The year 2016 was an eventful one for home building.
2010 NHQ Awards: Wayne Homes' Happy Employees Keep Happy Clients
Wayne Homes' solid processes and focus on satisfied employees and customers earns it a Silver in the 2010 National Housing Quality Awards.
|A positive team Wayne Homes management, led by owners Bill Post and Dave Logsdon (front center), have created a
company culture that recognizes employees won’t treat customers any better than a company treats its employees.
Photo: Roger Mastroiani/Getty Images
It's often said that you can't expect your employees to treat your customers any better than you treat them. That's a lesson that Wayne Homes has taken to heart.
With an emphasis on communication and putting the right people in place, the Ohio-based on-your-lot builder has improved company culture and customer experiences. That focus on human resources and the leadership that inspires it has earned the company a Silver Award in the 2010 National Housing Quality Awards.
It'd be easy for the Wayne Homes employees to get discouraged. The company builds homes in the hard-hit industrial heartland of Ohio and Western Pennsylvania. Plus, Wayne Homes has been through two ownership changes in a decade, merging with Centex in 1998 and becoming independent again at the end of 2007 when long-time Wayne Homes veterans Dave Logsdon and Bill Post took over the company.
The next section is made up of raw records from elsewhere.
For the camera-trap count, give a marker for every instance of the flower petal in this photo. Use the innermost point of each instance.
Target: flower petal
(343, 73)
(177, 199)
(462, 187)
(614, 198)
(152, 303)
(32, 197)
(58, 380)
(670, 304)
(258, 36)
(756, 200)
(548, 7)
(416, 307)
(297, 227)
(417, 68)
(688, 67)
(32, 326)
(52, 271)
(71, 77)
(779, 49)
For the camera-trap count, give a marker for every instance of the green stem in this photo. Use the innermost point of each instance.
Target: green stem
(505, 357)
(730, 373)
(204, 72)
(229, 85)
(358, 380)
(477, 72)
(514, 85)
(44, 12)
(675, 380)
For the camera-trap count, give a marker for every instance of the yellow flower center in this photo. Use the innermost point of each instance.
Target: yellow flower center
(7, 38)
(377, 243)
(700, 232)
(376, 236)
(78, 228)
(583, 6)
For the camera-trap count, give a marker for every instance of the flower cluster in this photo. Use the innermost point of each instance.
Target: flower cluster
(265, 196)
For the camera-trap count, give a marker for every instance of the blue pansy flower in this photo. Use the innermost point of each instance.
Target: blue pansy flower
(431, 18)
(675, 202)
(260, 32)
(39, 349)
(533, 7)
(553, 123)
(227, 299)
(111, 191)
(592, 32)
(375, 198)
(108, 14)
Instead, in interviews with randomly selected employees, the judges were impressed with how loyal and optimistic the employees were and how they've embraced the company's mission and vision.
"The employees buy into the culture," said one judge. That comes from a leadership that communicates openly and frequently with their employees, the judges added.
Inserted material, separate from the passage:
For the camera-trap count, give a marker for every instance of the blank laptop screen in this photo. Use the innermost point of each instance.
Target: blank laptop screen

Company leadership gets the message out through a series of regular meetings ranging from one-on-ones to department meetings to company-wide town halls. Every employee meets for a half-hour on a weekly or biweekly basis with their manager to go over personal goals and growth opportunities, and employees receive "Growth Reviews" every six months.
The communication is not just one-way, either. Management regularly solicits employee feedback through the regular reviews, employee surveys, suggestion boxes and Opportunity for Improvement (or OFI) forms (see sidebar).
"They truly have the best interests of not just the corporation in mind, but the interests of those people who are helping build the corporation," said one judge.
Wayne Homes uses a rigorous hiring process to make sure it gets the right people in place. When the company makes a hiring decision, it's about whether they'll be a good fit rather than if they have a lot of experience. Noted one employee: "They're looking for good people — they'll find you a position."
After the initial interview, applicants take a personality profile screening created by The Berke Group to measure their compatibility with the characteristics needed to succeed in a given role.
After a second interview, where managers use the information developed from the Berke profile to guide questions, potential employees go through a final "Retention Interview." The hiring manager meets with the applicant and his or her spouse or significant other at the prospect's home, setting the expectations for the workload and answering any questions the partner may have.
Once they start, employees attend initial training and orientation at the home office and meet the company management and principals before starting at one of eight local sales offices or five construction offices. On the first day, every employee also receives two books: "Raving Fans" by Ken Blanchard and Sheldon Bowles and "Zingerman's Guide to Giving Great Service" by Ari Weinzweig, both of which help to reinforce the company's employee and customer focus.